ВАСИЛИЙ. Сволочь ты и подлец. И такую подлость сделал, что, если бы не был тебе нужен покой, я бы плюнул в твою поганую харю. Что же ты, сука, сделал? Ты думаешь, с собой покончить — твое личное дело? Думаешь, ты над собой волен? Имеешь право уходить? А те, кто с нами рядом на фронте попадал, за них кто будет отвечать? Ну пусть, хорошо, пусть ты, Петя, так раскис, что веру потерял. Додумался до того, что революция гибнет, все пропало. Так надо, как мышь с корабля, от опасности бежать, пускай другие расхлебывают? Трус. Дезертир. Тряпка… Верно, не все радужно. И сволочи много развелось вроде той, с которой ты якшаешься, так поэтому нужно все бросать — и на попятный? С революцией плохо, по-твоему, значит, бежать надо, вешаться? Скотина ты! Да за это пулю тебе в лоб мало. И подумать только: с этой гнидой я вместе на фронте был. (Пауза.) А когда меня подо Льговом ранили, помнишь, ты меня на плечах тащил, а сзади кавалерия. Я кричу: «Брось, беги, все равно порубают. Брось меня!» Ты помнишь, что ты сказал?
ПЕТР. Помню.
ВАСИЛИЙ. Ты сказал: «До конца не брошу». А сейчас ты кого в опасности бросил, а? Всех нас. Всю революцию! Ведь ежели все так побегут, как ты, тогда что? Нам, конечно, повеситься не трудно. Петля эта самая не раз на шее была. Не страшно. Привычка есть. Храбрость невелика.

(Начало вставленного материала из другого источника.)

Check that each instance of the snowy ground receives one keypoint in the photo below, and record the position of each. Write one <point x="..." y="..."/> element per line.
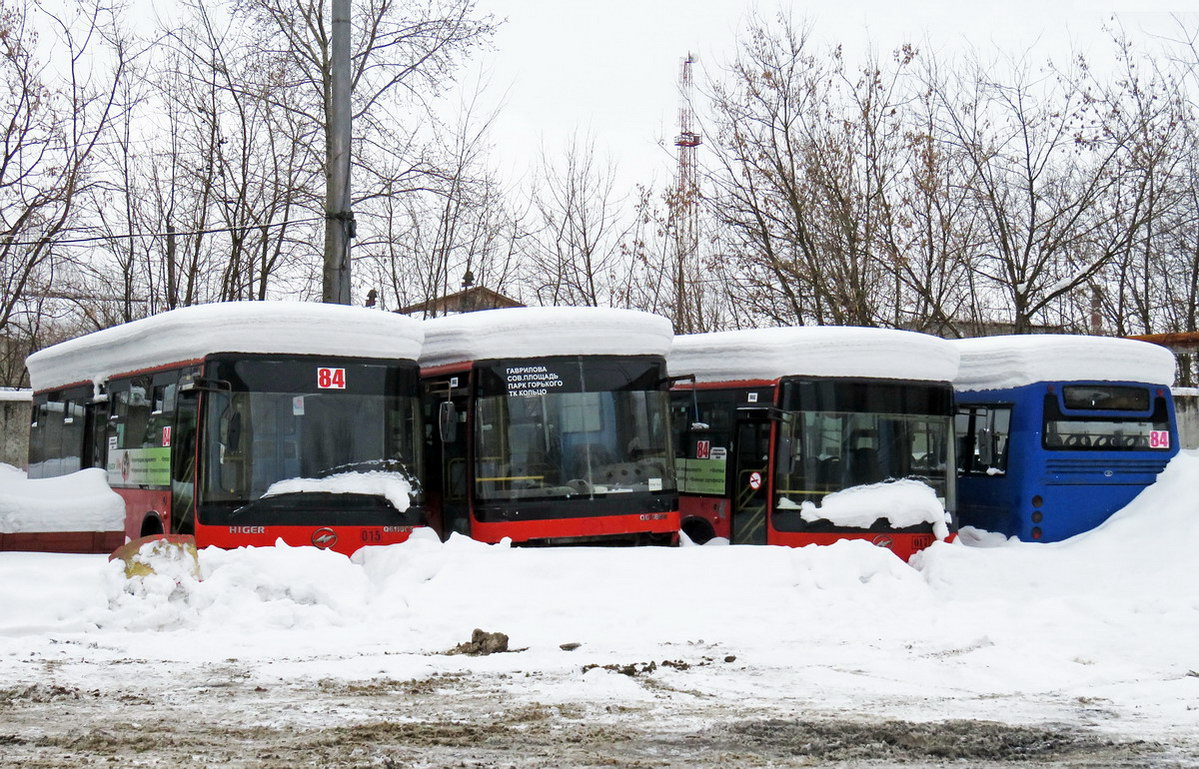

ПЕТР. Сил не было. Веру потерял. Как жить, Вася, когда ни на что не годен.
ВАСИЛИЙ. Дурак ты, Петя! Подумай! Разве мы все без сомнений? Мы твердо уверены в основном — победим. Но во время борьбы разве есть такие, что на все сто процентов во всем уверены? Если найдется такой, скажет тебе: «Ни в чем не сомневаюсь», — не верь ему. Или подхалим, или просто подлец. Не дорого ему ни наше дело, ни наша партия. Все мы болеем, когда решаем что-нибудь. Ответственность на каждом велика больно. Но разве оттого, что сомнения возникают, надо предателем делаться? [Убегать надо, Петька? Вспомни, мы вместе с тобой читали Бухарина об Ильиче{216}. Одно место запомнилось мне крепко. Помнишь, дело происходило, когда выяснилось, что Малиновский{217} — провокатор. Бухарин приехал к Ильичу. Лег спать. Не спит и слышит, как внизу вышел на террасу Ленин. Заваривает крепкий чай и ходит. Так всю ночь. Ильич думает, мучается сомнениями, не спит. Наутро Бухарин спускается вниз, Ильич как ни в чем не бывало: «Чаю хотите? Хлеба хотите? Гулять пойдем». Весело смеется, а лицо желтое, под глазами круги. Ночь была мучительнейшая, а Ильич ни на минуту не раскис, не выдал сомнений, по-прежнему тверд и бодр. Вот, Петька… А ты что ж?]